Tearing is clear, no smell.


----------



## LuvMyHavanese (Apr 13, 2007)

Tripp tears but it doesnt look clear unless its just the color of his hair being wet, but i dont think so. It doesnt seem to have an odor.


----------



## Sunnygirl (Jun 1, 2007)

My 10.5 week old puppy gets half an egg yolk every day. He's been getting it for awhile, as the breeder fed him egg yolk as well (she didn't give him the whites and told me not to as well - said it might give him diarrhea). I haven't seen any tearing. He's black, so I might not notice as much as I would if he had a light colored face.


----------



## Thumper (Feb 18, 2007)

I think Gucci's tears have a funny smell. Not an uber obnoxious smell, but definately when she has tears on her face it smells different than the rest of her. Mild scent, but noticeable.
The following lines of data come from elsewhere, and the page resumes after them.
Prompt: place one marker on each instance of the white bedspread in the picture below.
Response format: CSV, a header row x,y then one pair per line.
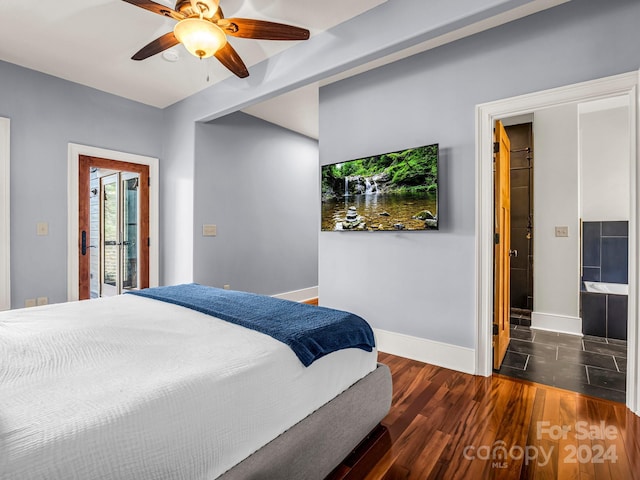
x,y
132,388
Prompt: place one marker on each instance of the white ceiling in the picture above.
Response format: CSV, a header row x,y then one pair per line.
x,y
91,42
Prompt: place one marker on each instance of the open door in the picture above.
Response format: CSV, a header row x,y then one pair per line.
x,y
502,200
119,244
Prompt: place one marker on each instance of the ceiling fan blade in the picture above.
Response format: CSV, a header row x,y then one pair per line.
x,y
157,8
166,41
262,30
230,59
219,15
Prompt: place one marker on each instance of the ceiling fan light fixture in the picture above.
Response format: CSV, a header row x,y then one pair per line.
x,y
200,37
Oh, and I should add, I don't feed her egg that often. In fact, she went about 3-4 weeks recently without one and she still teared. I've wondered if she has allergies? Sometimes she sneezes too...but where we live in Virginia, there is practically a fog of pollen!

Kara


----------



## LuvMyHavanese (Apr 13, 2007)

I think Tripps little hairs around the eyes irritate him. He wont let me near his eyes to i can trim them. He squirms all over when i try so what i do cut is very uneven.


----------



## Thumper (Feb 18, 2007)

I do any trimming of hair or nails RIGHT after I get her out of the bath and she's still in towel before blow drying. She won't fight me at ALL then. But any other time, forget it!

I'm trying to let the hair around her eyes grow out. I had to cut some off because of tear staining when she was wee little.

Also, Shannon.....you can really trim it nicely with "thread cutters" from the fabric store, they have very short blades, like 3/4 an inch or so and are about $8. Easier to handle when cutting near the eyes too.

Kara


----------



## Greg (Oct 25, 2006)

in a puppy, often the tearing is from teething. There can be a world of possibilities if they tear when they are older.


----------



## SMARTY (Apr 19, 2007)

Normally, Smarty's face is dry. Her hair is now growing over her eyes and that could be the problem, I guess, but I don't think so. She will rub her face on the sofa, leather thank goodness, but not constantly.


----------



## irnfit (Nov 21, 2006)

I haven't tried the eggs, but Shelby tears and Kodi doesn't. It has always been this way. I think it is just the dog.


----------



## Thumper (Feb 18, 2007)

Hopefully, Greg is right and it is just a puppy thing. She does have some signs of allergies though! She'll go up and sniff a flower and sneeze!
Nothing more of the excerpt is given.